DisastersRecord Missouri flooding was man-made calamity: Scientists

Published 8 February 2016

At the end of December 2015, a huge storm named “Goliath” dumped 9-10 inches of rain in a belt across the central United States, centered just southwest of St. Louis, most of it in a three-day downpour. The rain blanketed the Meramec Basin, an area of 4,000 square miles drained by the Meramec River, which enters the Mississippi River south of St. Louis. Why was the flooding so bad? Most news reports blamed it on the heavy rain, but researcher say there was more to the flood than the rain.

Missouri road inundated by floodwaters // Source: weather.gov

At the end of December 2015, a huge storm named “Goliath” dumped 9-10 inches of rain in a belt across the central United States, centered just southwest of St. Louis, most of it in a three-day downpour.

The rain blanketed the Meramec Basin, an area of 4,000 square miles drained by the Meramec River, which enters the Mississippi River south of St. Louis. The Meramec’s response was dramatic. Gauging stations recorded a pulse of water that grew as it traveled down the main stem of the Meramec River, setting all-time record highs in the lower basin in the Missouri cities of Eureka, Valley Park and Arnold.
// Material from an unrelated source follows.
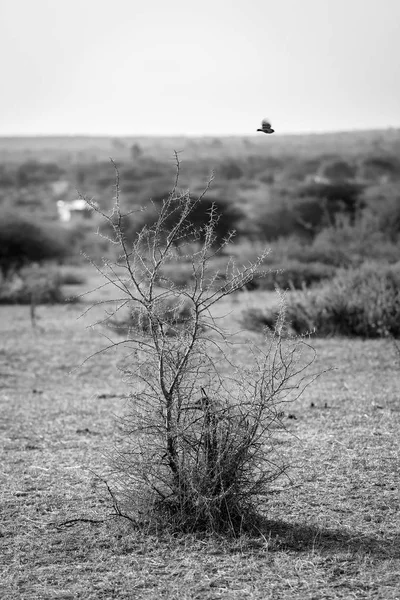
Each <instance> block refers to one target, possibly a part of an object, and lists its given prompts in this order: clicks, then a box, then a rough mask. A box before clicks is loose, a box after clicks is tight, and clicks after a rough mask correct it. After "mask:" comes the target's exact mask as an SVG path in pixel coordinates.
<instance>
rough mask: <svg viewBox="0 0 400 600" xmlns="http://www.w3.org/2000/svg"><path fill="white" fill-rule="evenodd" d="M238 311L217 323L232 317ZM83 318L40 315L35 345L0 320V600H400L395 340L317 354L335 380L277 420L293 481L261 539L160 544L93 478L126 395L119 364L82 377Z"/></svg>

While extraordinary rain drenched the entire Meramec Basin, only 5 percent of the Mississippi River’s giant watershed above St. Louis was so affected. Yet only a day after the flood on the lower Meramec peaked, water levels on the Mississippi at St. Louis were the third-highest ever recorded. A few days later, record flood stages were recorded downstream at Cape Girardeau, Mo., and Thebes, Illinois.

Why was the flooding so bad? Most news reports blamed it on the heavy rain, but Robert Criss, PhD, professor of earth and planetary sciences in Arts & Sciences at Washington University in St. Louis, said there was more to the flood than the rain.

“I think there was significant magnification of the flood levels on the Meramec by recent developments near the river,” he said. “Sure it rained a lot, but what happened here cannot be explained by the rainfall alone.”

The flood on the middle Mississippi River, in turn, was remarkable for its short duration and the time of year. “It was essentially a winter flash flood on a continental-scale river,” Criss said. “The Mississippi has been so channelized and leveed close to St. Louis that it now responds like a much smaller river.”

WUSTL reports that in the February issue of the Journal of Earth Science, Criss and visiting scholar Mingming Luo of the China University of Geosciences in Wuhan, China, take a close look at data for the New Year’s flood, treating it as a giant natural experiment that allowed them to test their understanding of changing river dynamics.

“Flooding is becoming more chaotic and unpredictable, more frequent and more severe,” Criss said. “Additional changes to this overbuilt river system will only aggravate flooding.